Trust me, this stuff tastes way better than it photographs.
Bone broth is pretty buzzy these days, touted as a magical elixer by Paleo adherents and many others. I haven't been to any butcher shop this year without seeing pints of it in the refrigerator case, and certain soup brands have started selling it in smaller cartons with the new, trendy label. But this is one bandwagon I'm happy to jump on.
For one thing, it's the ultimate comfort food in the middle of winter, which has been colder and rainier (yay!) this year in SF thanks to El Nino. It's also crazy delicious, which you already knew if you've ever had a homemade chicken soup or any other kind of homemade stock. Because, actually, bone broth isn't anything new, although you might be forgiven for thinking it's some exciting discovery. It's the same meat stock we've all been eating and drinking forever, just dressed up with a trendy name to go with new supposed health benefits (some might be true, I'm not a scientist so I'm not claiming any) or to be better sold out of tiny storefronts.
You could buy it from any number of sources, but if you've got a slow cooker in your kitchen, it's insanely easy to make at home, and a lot cheaper. Add bones (or meat cuts with bones), aromatics, and seasonings to the slow cooker, cover with water, and basically forget about it for a day. I'm not really sure how it gets any easier.

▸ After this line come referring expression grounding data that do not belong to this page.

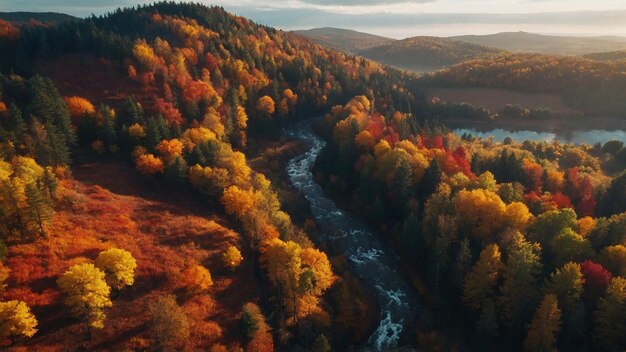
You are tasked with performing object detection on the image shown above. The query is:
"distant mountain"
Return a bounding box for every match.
[293,27,395,54]
[0,11,77,24]
[451,31,626,55]
[583,50,626,62]
[357,36,503,72]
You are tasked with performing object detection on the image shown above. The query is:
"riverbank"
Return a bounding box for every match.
[247,135,382,349]
[444,115,626,133]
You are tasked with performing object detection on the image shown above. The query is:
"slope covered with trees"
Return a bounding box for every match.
[0,2,421,350]
[314,95,626,350]
[420,53,626,117]
[358,36,502,72]
[293,27,395,54]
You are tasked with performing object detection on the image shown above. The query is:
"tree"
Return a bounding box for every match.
[527,208,578,246]
[178,264,213,296]
[600,244,626,277]
[25,181,53,238]
[149,295,190,352]
[261,238,301,319]
[463,244,504,311]
[580,260,612,305]
[94,248,137,290]
[499,232,542,333]
[544,263,584,318]
[312,334,331,352]
[64,96,95,121]
[256,95,275,116]
[223,245,243,271]
[57,263,112,331]
[0,300,38,340]
[136,153,165,174]
[241,302,274,352]
[551,229,593,268]
[524,294,561,352]
[594,277,626,351]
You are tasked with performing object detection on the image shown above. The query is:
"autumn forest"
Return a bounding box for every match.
[0,2,625,351]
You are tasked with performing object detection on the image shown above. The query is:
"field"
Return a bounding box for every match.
[426,87,579,113]
[3,159,258,351]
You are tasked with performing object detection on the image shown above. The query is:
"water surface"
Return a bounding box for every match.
[285,121,418,351]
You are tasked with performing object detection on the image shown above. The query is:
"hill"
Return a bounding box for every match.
[451,31,626,55]
[420,53,626,116]
[358,36,502,72]
[583,50,626,62]
[0,11,76,24]
[293,27,395,54]
[0,2,416,350]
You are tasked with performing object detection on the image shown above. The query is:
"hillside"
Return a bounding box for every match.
[451,31,626,55]
[0,11,76,24]
[0,2,417,351]
[583,50,626,62]
[293,27,395,54]
[358,36,502,72]
[420,53,626,116]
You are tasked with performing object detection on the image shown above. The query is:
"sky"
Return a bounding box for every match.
[2,0,626,38]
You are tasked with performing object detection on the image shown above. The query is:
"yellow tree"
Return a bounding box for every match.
[136,154,165,174]
[94,248,138,290]
[222,245,243,271]
[261,238,302,323]
[524,294,561,352]
[0,300,38,339]
[463,244,504,311]
[57,263,112,331]
[455,189,506,243]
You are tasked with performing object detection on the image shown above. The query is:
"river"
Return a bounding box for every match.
[284,121,418,351]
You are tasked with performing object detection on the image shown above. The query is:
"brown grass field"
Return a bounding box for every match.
[4,160,259,351]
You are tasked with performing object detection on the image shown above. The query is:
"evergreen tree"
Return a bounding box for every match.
[25,181,53,238]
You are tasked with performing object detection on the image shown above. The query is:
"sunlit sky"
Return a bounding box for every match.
[2,0,626,38]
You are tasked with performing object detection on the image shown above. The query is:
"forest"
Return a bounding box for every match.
[418,53,626,117]
[314,95,626,350]
[0,1,625,351]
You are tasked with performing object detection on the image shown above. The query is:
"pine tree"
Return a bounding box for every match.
[25,181,53,238]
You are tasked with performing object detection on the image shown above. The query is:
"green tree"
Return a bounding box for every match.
[25,181,53,238]
[499,232,543,334]
[312,334,331,352]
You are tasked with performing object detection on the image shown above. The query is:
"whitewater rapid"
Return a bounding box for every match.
[284,121,418,351]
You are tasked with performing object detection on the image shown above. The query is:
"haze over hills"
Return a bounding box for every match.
[451,31,626,55]
[358,36,502,72]
[583,50,626,62]
[294,27,502,72]
[293,27,394,54]
[0,11,76,24]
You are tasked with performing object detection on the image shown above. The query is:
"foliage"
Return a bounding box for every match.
[57,263,112,330]
[94,248,137,290]
[0,300,38,339]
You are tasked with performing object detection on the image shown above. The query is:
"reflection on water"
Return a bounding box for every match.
[454,128,626,145]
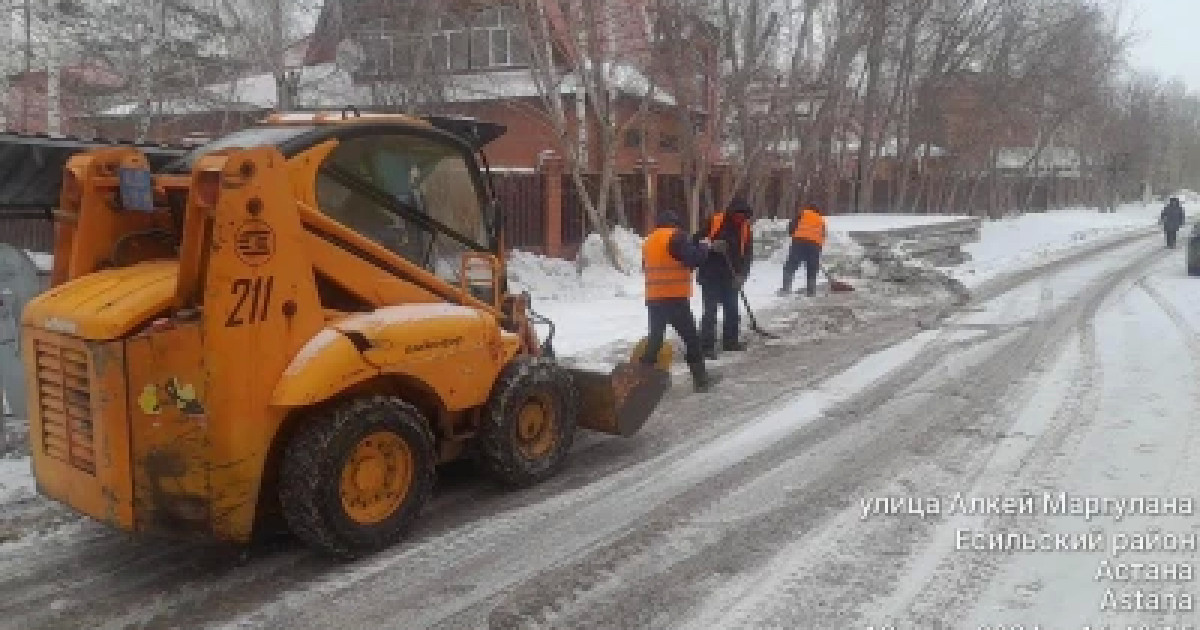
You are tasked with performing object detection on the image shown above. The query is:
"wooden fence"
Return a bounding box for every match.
[1,171,1107,261]
[0,215,54,252]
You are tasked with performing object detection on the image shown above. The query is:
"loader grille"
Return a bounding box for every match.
[34,338,95,474]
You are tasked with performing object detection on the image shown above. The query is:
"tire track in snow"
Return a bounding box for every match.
[1132,275,1200,501]
[672,243,1158,629]
[0,236,1160,630]
[433,245,1162,629]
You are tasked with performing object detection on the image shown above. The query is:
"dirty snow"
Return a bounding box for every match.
[509,206,1161,359]
[0,456,34,504]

I chose to roughly follow the method of how I usually make broth out of leftover roasted chicken, since it's easy, and from looking at some other sources, seemed to be a fairly standard bone broth process. I made my broth with oxtail, since it has both meat and bone but is also collagen-rich. This means the broth is full of nutrients, but also that once it cools, the broth takes on the appearance of what can only be described as meat jell-o. It isn't pretty, but trust me, it's a good thing! I added simple aromatics, like some onion, carrot, and bay leaf. Apple cider vinegar is also there for a little bit of brightness, and also to help leech minerals out of the bones. That just sounds so appetizing, right? I mean, just look at the finished product!
Or maybe don't.
I promise, once you skim off a layer of fat and heat it back up, this stuff is nothing like jell-o. It's just perfect, soul-warming goodness on a winter day.
Slow Cooker Oxtail Broth
2 lbs oxtail, cut into pieces
1 large carrot, cut into half moons
1 large stalk celery, sliced
1 small onion, diced
3 or 4 garlic cloves, smashed
1 bay leaf
2 tsp kosher salt
1 tbs apple cider vinegar
2 qts water
- In the crock of a slow-cooker, add all ingredients and cover with water. Cook on low for at least 10 hours, up to 12.
- After 10 hours, broth should be dark and rich and meat should be falling off of the bones. Strain broth into a large bowl. Separate the meat and save for another use.
- At this point, you can pour some broth into a mug or bowl and drink immediately, or cool to room temperature before refrigerating or freezing for future use, or use right away as a base for soups or in other dishes where broth is used.
- If you want to remove some of the fat, refrigerate overnight and scrape off the solid layer of fat that collects on top.
- I used simple aromatics in this version, but you can pep it up with more vibrant flavors, like lemongrass, ginger, dried chiles, etc.
- When drinking this broth, I like to add a little flaky sea salt and a generous splash of apple cider vinegar.